能力不足を理由に会社をクビにすると言われた場合や能力不足を理由に解雇された場合にどうすれば良いか知りたいのではないでしょうか。会社が能力不足を理由に従業員を解雇するためには、客観的に合理的な理由と社会通念上相当であることが求められ、解雇権の濫用と判断されれば解雇は無効になります。(労働契約法 第16条)
この記事では、能力不足を理由に解雇できるのか、能力不足を理由に解雇すると言われた場合にどうすれば良いか、能力不足を理由として解雇された場合どうすれば良いかについて解説します。

能力不足を理由に解雇できるのか

能力が不足しているという理由だけで会社が従業員を解雇すると、解雇権の濫用と判断され解雇が無効になる可能性があります。(労働契約法 第16条)

解雇には客観的に合理的な理由と社会通念上相当であることが求められる

会社が労働者の解雇する権利は、民法第627条1項で定められています。

当事者が雇用の期間を定めなかったときは、各当事者は、いつでも解約の申入れをすることができる。この場合において、雇用は、解約の申入れの日から二週間を経過することによって終了する。

引用:民法第627条1項

ただし、解雇権の濫用と判断された場合には、解雇が無効になります。

解雇は、客観的に合理的な理由を欠き、社会通念上相当であると認められない場合は、その権利を濫用したものとして、無効とする。

引用:労働契約法 第16条

労働者保護の観点から、会社が従業員をみだりに解雇しないように労働契約法第16条が定められているわけです。

能力不足を理由とした解雇の場合でも、客観的に合理的な理由ではなく、社会通念上相当ではないと判断されれば、解雇は無効になります。他の従業員と比べて能力が低い、期待した業績が出せていないといった能力不足で解雇した場合は、解雇権の濫用として解雇が無効になる可能性があります。

能力不足による解雇が不当解雇と判断された裁判例

セガ・エンタープライゼス事件(東京地決1999年10月15日)では、労働能率が劣り、向上の見込みがないなどの理由による解雇が無効になっています。

会社の人事考課で該当する従業員が下位10%であったことは、直ちに労働能率が著しく劣り、向上の見込みがないとまでいうことはできないと判断されています。
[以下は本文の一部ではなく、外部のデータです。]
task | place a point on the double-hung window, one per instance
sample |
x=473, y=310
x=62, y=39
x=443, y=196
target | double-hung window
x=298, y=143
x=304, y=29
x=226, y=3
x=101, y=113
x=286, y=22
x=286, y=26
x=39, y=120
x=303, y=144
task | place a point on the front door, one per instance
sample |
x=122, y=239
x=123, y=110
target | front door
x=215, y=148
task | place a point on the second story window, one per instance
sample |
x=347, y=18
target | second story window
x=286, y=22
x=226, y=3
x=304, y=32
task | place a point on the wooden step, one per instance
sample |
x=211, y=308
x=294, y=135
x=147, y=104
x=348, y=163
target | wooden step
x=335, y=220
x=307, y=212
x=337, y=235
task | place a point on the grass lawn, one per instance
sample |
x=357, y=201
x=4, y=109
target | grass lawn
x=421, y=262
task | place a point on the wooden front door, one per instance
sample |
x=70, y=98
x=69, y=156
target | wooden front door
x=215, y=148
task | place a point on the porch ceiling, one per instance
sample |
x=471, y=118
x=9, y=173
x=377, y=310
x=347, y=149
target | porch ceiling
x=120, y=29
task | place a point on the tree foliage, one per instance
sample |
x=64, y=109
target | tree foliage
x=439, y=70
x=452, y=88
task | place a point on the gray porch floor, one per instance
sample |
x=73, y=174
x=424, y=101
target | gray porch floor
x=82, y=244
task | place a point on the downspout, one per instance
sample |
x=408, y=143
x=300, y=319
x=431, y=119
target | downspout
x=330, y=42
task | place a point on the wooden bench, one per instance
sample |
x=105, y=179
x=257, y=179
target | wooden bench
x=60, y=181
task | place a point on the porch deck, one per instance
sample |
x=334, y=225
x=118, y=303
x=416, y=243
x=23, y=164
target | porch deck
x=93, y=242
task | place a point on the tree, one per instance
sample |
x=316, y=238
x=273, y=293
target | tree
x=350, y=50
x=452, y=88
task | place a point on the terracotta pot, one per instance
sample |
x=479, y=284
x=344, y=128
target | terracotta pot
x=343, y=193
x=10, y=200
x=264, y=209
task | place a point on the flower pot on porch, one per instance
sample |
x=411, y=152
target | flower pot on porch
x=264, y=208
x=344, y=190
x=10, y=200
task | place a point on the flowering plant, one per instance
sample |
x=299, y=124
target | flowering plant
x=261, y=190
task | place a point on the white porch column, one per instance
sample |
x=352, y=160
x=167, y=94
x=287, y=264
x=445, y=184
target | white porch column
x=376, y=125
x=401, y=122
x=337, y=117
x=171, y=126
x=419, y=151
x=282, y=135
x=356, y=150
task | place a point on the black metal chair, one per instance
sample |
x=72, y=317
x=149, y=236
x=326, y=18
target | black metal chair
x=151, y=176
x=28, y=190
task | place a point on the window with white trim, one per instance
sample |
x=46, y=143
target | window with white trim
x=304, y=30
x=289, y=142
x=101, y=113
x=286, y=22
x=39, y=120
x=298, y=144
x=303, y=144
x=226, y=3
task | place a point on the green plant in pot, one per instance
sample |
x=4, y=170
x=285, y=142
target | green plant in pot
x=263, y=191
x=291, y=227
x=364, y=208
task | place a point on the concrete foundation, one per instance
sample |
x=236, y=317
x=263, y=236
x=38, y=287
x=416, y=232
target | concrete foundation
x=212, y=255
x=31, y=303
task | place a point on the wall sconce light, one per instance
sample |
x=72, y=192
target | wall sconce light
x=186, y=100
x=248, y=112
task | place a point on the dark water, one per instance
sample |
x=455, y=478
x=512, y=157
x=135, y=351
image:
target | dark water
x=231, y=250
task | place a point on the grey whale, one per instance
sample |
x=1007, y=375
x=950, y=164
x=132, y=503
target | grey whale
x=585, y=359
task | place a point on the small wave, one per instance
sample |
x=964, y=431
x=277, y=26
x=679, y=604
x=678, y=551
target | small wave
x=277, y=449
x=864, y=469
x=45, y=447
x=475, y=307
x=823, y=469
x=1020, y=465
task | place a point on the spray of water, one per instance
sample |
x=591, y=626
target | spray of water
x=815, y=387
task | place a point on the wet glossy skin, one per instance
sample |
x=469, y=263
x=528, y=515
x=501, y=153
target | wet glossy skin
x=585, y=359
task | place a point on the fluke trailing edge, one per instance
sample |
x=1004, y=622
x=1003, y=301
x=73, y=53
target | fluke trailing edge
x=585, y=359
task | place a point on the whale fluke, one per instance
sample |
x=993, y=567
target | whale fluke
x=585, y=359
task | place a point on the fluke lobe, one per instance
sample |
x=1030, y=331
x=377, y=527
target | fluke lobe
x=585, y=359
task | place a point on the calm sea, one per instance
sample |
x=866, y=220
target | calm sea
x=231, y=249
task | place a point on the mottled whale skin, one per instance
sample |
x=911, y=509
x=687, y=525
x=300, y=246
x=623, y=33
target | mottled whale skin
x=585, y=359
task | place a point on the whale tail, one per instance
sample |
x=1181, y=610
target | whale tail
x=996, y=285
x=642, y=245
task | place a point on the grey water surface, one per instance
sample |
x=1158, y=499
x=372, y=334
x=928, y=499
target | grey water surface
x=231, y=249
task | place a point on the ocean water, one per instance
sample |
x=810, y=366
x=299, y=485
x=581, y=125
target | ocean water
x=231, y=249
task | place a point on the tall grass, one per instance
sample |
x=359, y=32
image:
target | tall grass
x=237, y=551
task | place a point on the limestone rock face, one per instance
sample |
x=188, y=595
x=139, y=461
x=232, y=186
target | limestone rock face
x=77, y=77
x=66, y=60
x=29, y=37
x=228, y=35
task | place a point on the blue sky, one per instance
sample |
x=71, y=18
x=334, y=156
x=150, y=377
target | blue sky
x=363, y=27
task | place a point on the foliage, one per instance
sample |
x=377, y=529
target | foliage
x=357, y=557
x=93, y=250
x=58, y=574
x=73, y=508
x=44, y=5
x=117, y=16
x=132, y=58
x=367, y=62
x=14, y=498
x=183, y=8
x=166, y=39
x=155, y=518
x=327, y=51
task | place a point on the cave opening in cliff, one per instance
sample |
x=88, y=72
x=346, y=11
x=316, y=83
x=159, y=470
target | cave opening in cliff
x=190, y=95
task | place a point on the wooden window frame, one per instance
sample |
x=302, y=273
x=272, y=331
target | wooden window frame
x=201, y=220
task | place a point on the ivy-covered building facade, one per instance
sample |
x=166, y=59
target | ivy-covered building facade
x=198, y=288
人事考課で下位10%というのは相対的な評価であり、絶対的な評価ではないことが理由となっています。また、労働能率の向上を図る余地があったにもかかわらず、指導、教育が行われていなかったことも解雇権の濫用と判断された要因のひとつです。

能力不足による解雇が認められるのはどのようなときか

過去の判例によれば、能力不足で解雇が認められるのは、以下の要件を満たす場合のようです。

  • 著しく成績が不良である
  • 公正な評価がされている
  • 能力不足を改善する余地がない
  • 能力不足により業務に支障が出ている

  • 三井リース事件(東京地決1994年11月10日)においては、非能率、組織不適応、労働意欲の欠如などを理由とする解雇が有効となっています。
    会社は労働者の能力や適性を判断するために配置転換を行っており、労働者が希望する部署への配属を指示した後に、日常業務を免除し研修する機会を与えたものの、能力や適正が不足しており、業務遂行に対する基本的姿勢に問題があると評価されたため、解雇は妥当であると判断されています。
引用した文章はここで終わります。